How can I run multiple subflows (or child flows) in parallel?

Hi! I would like to ask if there are any new best practices on how to run subflows in parallel in Prefect 2.0. I think a good implementation would be to support .submit() of flows to a task_runner like Dask

2 Likes

Yup, there’s a GitHub issue for it somewhere and it’s definitely coming! Stay tuned, I’d expect it within a couple of weeks

1 Like

Any update on this? Do we have an interface to run subflows in parallel?

1 Like

No, not yet. You can follow up directly on the GitHub issue

This issue is added to the backlog.

The current workaround for this seems to be:

import asyncio
from prefect import flow, task, get_run_logger


@task
async def my_task(n: int):
    get_run_logger().info(f"Task {n} started!")
    await asyncio.sleep(1)


async def build_subflow(n):
    @flow(name=f"subflow:{n}")
    async def subflow(x):
        await my_task(x)

    await subflow(n)


@flow
async def main_flow():
    await asyncio.gather(*[build_subflow(n + 1) for n in range(4)])


if __name__ == "__main__":
    main_flow_state = asyncio.run(main_flow())
1 Like

Hi Khuyên,

My use case is slightly different from the example. I need to build a subflow from a subflow rather than a task:

import asyncio
from prefect import flow, task, get_run_logger

@flow
async def my_flow(n: int):
    sub_subflow_1(n)
    sub_subflow_2(n)
    sub_subflow_3(n)
    await asyncio.sleep(1)

async def build_subflow(n):
    @flow(name=f"subflow:{n}")
    async def subflow(x):
        await my_flow(x)

    await subflow(n)

    await asyncio.sleep(1)

@flow
async def main_flow():
    await asyncio.gather(*[build_subflow(n + 1) for n in range(4)])

if __name__ == "__main__":
    main_flow_state = asyncio.run(main_flow())

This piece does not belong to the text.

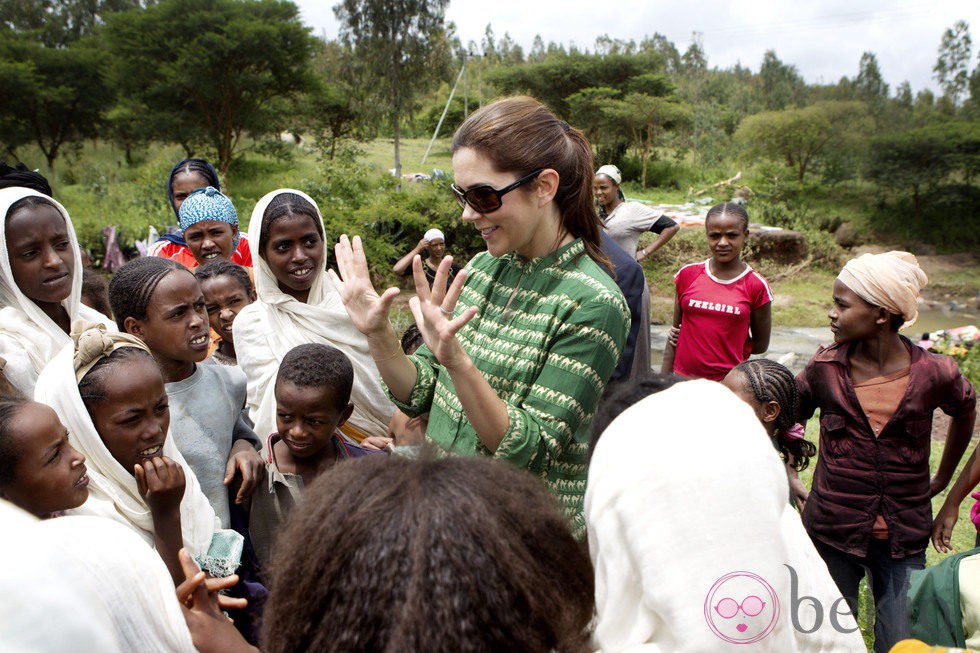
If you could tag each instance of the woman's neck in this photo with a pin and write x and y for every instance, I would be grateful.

I expect it to work but rather it throw the same RuntimeError(“The task runner is already started!”). Where do I do wrong? How can I fix it?

Thanks

So this is just a workaround, we don’t have a solution for this yet

You can run multiple flows from deployments concurrently with no issues - this is something I’d recommend trying for now:

from prefect.deployments import run_deployment


for _ in range(1, 100):
    run_deployment(name="flow/deployment", timeout=0)
3 Likes

Adding this here for future queries:

import time

import requests
from prefect import get_run_logger, task
from prefect.deployments import run_deployment

@task
def wait_for_deployment(flow_run_id: str, log_polling_interval: int = 25, max_run_time: int = 1000):

    logger = get_run_logger()

    api_key = "XX"
    api_url = "xx"

    while True:

        flow_run = request_prefect_api(path=f"/flow_runs/{flow_run_id}", api_key=api_key, api_url=api_url)
        logger.info(f"{flow_run['name']} : {flow_run['state_type']}")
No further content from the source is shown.